The library's Summer Reading Program for school-age children will begin on Thursday, July 11th at 10:30 a.m. and will continue on Thursday mornings on July 18th, 25th, August 1st and 8th. There will be fun, prizes, crafts and lots of reading. Children may sign up at the circulation desk at the library. We will also be holding Pre-School Story Hours this summer. These will be on Tuesday mornings, July 9th, 16th, 23rd, 30th and August 6th. The library wants to be the "summer place to be" for children of all ages in the community.
Thanks to Bob Hasagawa for the beautiful hanging plants that make the library porch look even more beautiful this summer.
Remember that you can order any of the books mentioned in this column simply by clicking on the title and completing the order form at our website version of each week's Morrisville Library News column . The library's website can be found at www.midyork.org/morrisville.
Harry Potter fans take notice!

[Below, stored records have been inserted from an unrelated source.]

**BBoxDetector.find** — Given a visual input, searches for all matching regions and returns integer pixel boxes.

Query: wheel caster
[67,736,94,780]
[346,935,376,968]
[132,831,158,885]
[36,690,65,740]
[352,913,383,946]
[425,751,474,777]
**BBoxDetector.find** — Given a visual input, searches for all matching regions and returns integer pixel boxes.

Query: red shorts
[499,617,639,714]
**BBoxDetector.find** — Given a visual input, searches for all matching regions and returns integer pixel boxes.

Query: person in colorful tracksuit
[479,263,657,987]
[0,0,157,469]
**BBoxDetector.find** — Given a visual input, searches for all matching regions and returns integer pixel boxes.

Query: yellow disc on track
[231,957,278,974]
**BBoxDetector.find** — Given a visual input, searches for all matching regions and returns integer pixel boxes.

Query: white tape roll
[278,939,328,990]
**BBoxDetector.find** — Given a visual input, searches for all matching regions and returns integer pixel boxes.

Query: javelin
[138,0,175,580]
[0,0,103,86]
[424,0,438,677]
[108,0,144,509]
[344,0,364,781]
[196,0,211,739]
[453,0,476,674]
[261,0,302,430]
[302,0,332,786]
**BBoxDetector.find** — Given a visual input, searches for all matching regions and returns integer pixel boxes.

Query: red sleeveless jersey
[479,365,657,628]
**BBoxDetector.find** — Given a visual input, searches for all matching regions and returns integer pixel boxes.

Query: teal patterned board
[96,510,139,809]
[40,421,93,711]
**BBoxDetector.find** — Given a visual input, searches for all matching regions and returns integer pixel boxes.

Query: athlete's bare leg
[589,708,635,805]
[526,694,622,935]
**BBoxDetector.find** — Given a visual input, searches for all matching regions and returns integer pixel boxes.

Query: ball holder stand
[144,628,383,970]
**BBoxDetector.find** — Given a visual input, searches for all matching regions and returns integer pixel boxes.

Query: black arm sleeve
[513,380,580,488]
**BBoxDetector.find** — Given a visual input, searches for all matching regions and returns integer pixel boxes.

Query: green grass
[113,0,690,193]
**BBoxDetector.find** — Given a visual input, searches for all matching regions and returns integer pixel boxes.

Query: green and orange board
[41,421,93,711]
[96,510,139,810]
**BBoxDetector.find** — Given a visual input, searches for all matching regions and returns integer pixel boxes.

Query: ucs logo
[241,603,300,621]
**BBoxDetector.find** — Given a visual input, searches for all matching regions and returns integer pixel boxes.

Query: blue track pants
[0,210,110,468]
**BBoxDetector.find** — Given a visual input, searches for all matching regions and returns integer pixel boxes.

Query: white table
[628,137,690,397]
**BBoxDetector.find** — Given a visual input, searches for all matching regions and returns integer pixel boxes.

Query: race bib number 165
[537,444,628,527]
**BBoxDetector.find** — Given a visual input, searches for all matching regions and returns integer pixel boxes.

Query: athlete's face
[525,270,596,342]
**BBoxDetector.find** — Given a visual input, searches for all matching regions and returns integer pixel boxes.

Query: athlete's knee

The VHS and DVD versions of Harry Potter and the Sorcerer's Stone are now available at the library.
On the New Books cart this week are several new titles, among them Girl from the South by Joanna Trollope. In this novel, a young woman from South Carolina goes to London where she meets a young man who comes to her home in South Carolina for a visit. The contrast of the two cultures makes the adventures and romances even more interesting. A Thousand Country Roads: An Epilogue to the Bridges of Madison County by Robert Waller brings to a moving conclusion his story of the love affair between a wandering photographer and the conventional wife of an Iowa farmer. Confessions of a Sociopath Social Climber: The Katya Livingston Chronicles by Adele Lang is the dryly humorous, private account of Katya's expenses, but rapidly becomes, through her chronic delusions of grandeur, and candid tales of putting up with loser friends, mortal enemies, thoroughly bad restaurants and of her love life, an outrageously funny book.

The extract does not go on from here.